Hoffman was removed from the closer's role in May after blowing five saves. He has spent the last three months working his way back and has pitched strong in recent outings.
"I don't think this would have happened had I folded up the tent and gone home," he said.
Brewers manager Ken Macha said he has been very impressed with how Hoffman has handled himself the past thee months.
"I really give him a lot of credit," Macha said. "I'm just glad we were able to get him a little closer to where he wants to go."
Macha would not say if he would use Hoffman in the next save opportunity as John Axford has converted 16 of 17 save chances in his place.
Rickie Weeks' home run was his first professional inside-the-park home run. He said he knew he had a chance when he saw the ball bound away from Astros center fielder Jason Bourgeois. By the time Bourgeois got to the ball, Weeks was rounding third and he beat the throw home.
It was Weeks' 23rd home run of the season and the seventh time this year that he had led off the game with a home run, which set a Brewers' team record.
"It was a great way to start the game," he said.
Randy Wolf (8-9), who was forced to leave his last start on Sunday against the Astros in the seventh inning when he was hit on the wrist by a ball hit by Hunter Pence, got the victory.

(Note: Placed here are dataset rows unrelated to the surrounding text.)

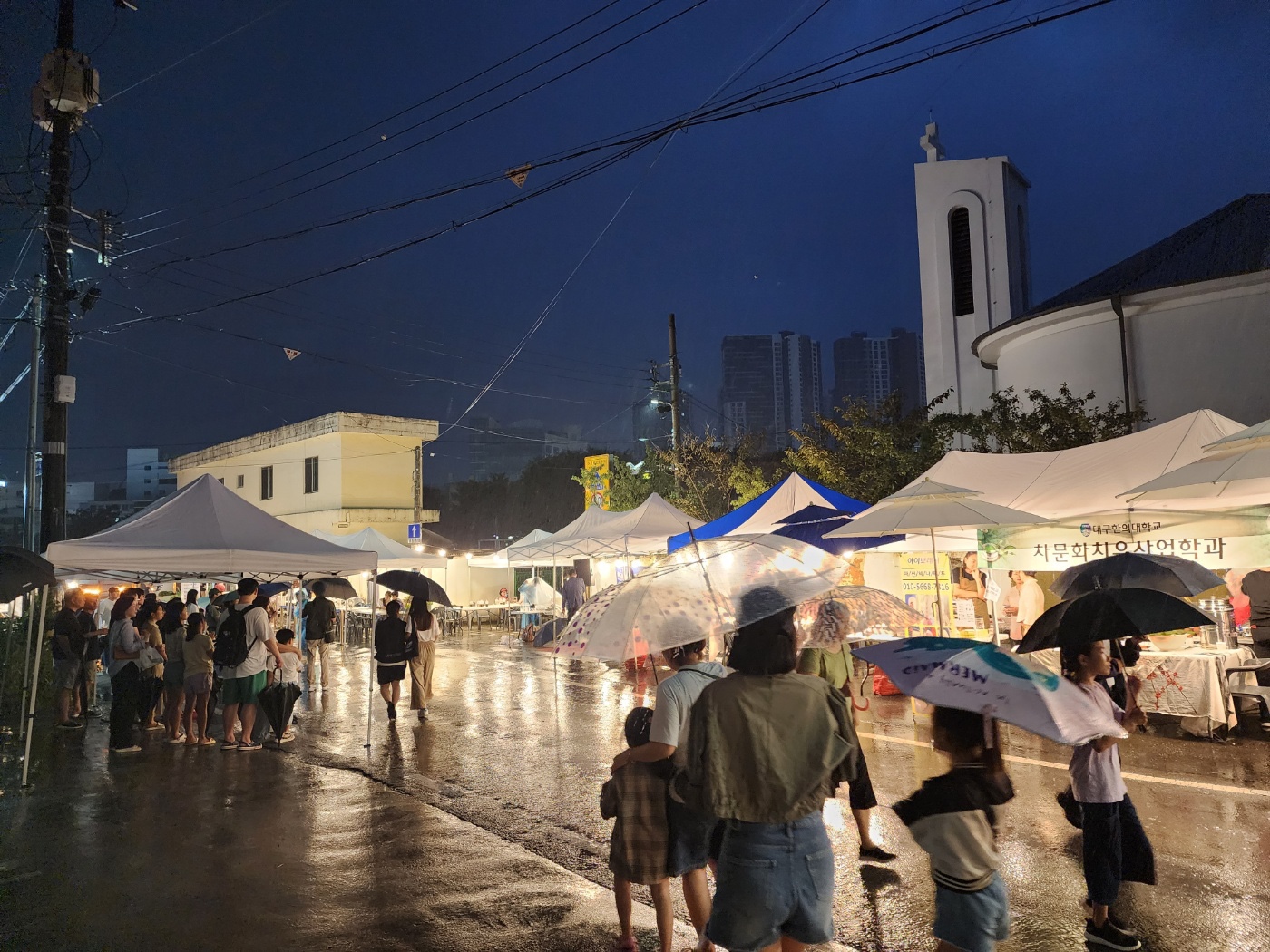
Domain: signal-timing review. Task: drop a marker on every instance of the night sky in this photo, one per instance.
(1130, 121)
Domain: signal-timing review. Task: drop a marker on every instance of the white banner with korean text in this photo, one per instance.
(1232, 539)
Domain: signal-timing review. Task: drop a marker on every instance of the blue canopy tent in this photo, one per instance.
(812, 523)
(764, 513)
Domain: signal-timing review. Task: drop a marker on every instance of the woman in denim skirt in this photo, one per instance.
(766, 749)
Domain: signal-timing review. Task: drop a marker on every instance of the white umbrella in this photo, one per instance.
(698, 593)
(927, 505)
(1232, 467)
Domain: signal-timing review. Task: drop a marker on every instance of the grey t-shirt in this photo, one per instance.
(675, 700)
(1096, 774)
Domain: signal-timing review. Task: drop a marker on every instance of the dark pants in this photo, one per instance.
(1261, 649)
(1117, 850)
(126, 700)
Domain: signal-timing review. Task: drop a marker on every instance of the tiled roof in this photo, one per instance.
(1232, 240)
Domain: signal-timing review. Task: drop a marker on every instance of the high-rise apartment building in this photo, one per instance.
(771, 384)
(873, 368)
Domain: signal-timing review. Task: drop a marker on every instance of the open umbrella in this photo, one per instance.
(982, 678)
(1172, 575)
(334, 588)
(850, 611)
(22, 571)
(698, 593)
(1110, 615)
(415, 584)
(278, 701)
(927, 505)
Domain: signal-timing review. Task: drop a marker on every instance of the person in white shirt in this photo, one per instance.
(244, 683)
(1031, 602)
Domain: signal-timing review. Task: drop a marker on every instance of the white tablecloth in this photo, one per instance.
(1189, 685)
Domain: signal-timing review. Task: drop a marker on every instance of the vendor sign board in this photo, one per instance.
(596, 480)
(1237, 539)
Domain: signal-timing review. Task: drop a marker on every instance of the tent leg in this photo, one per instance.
(34, 683)
(374, 592)
(25, 662)
(939, 598)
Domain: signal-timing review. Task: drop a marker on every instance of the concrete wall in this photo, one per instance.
(1191, 348)
(996, 197)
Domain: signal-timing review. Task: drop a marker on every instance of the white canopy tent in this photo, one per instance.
(391, 554)
(200, 530)
(600, 533)
(1085, 479)
(512, 554)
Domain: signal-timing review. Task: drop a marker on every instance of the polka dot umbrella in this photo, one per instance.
(695, 593)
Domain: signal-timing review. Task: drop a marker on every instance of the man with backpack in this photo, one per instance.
(319, 617)
(244, 640)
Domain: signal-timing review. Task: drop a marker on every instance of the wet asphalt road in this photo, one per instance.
(520, 751)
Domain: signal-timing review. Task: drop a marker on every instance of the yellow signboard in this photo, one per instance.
(597, 469)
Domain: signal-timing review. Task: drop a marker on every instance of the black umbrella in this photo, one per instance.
(334, 588)
(278, 701)
(1110, 615)
(1132, 570)
(22, 571)
(413, 584)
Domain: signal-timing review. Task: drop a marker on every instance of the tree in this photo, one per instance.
(869, 452)
(1050, 422)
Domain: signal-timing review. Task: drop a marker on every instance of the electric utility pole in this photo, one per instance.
(67, 88)
(676, 395)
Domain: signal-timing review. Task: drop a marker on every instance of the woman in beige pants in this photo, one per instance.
(423, 627)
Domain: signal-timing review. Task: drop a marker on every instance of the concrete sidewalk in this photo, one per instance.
(202, 850)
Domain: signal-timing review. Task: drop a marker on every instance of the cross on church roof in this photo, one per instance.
(931, 142)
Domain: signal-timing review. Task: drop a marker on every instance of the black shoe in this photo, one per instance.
(1110, 937)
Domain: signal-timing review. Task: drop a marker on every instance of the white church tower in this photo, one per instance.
(972, 226)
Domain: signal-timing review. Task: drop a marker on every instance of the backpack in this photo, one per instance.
(231, 647)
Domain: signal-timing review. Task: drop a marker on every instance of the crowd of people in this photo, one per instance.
(171, 663)
(683, 797)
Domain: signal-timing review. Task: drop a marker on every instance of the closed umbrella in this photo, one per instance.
(278, 701)
(927, 505)
(698, 593)
(984, 679)
(1110, 615)
(415, 584)
(1172, 575)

He gave up two runs on nine hits in 6 2/3 innings.
Kameron Loe got the final out of the seventh inning. Loe, Zach Braddock and Todd Coffey combined to pitch a scoreless eighth inning. Trevor Hoffman pitched a scoreless ninth inning to get his sixth save of the season in 11 chances. It was his first save since May 7 against Arizona and the 597 of his career.
Brett Myers (8-7) took the loss for the Astros as he gave up four runs on seven hits in six innings. It was the Astros third straight loss after putting together a seven-game winning streak.
By going at least six innings, Myers extended his franchise record for consecutive 6-plus innings starts to begin a season to 23, which is tops in the Major Leagues in 2010. The last pitcher to start the season with at least 23 starts of six innings or more was Curt Schilling, who had 35 straight in 2002 with Arizona.
Myers said he is not paying attention to the streak, but was frustrated with the way he pitched in the first and sixth innings as he gave up four total runs.
"The thing that I'm frustrated is when you make good pitches you're supposed to get outs," he said."
Astros manager Brad Mills said Myers gave the Astros a chance to stay in the game.
"I say it every time, he's been unbelievable all year long," he said.
Pence's fifth inning single extended his hitting streak to 13 straight games. It is his longest streak since he also had a 13-game hitting streak in August 2008. ... Brewers manager Ken Macha recorded his 500th career win. Overall, he has 500-421 record. ... Hoffman's appearance tied him with Jose Mesa and Less Smith for the ninth most games pitched in Major League Baseball history with 1,022.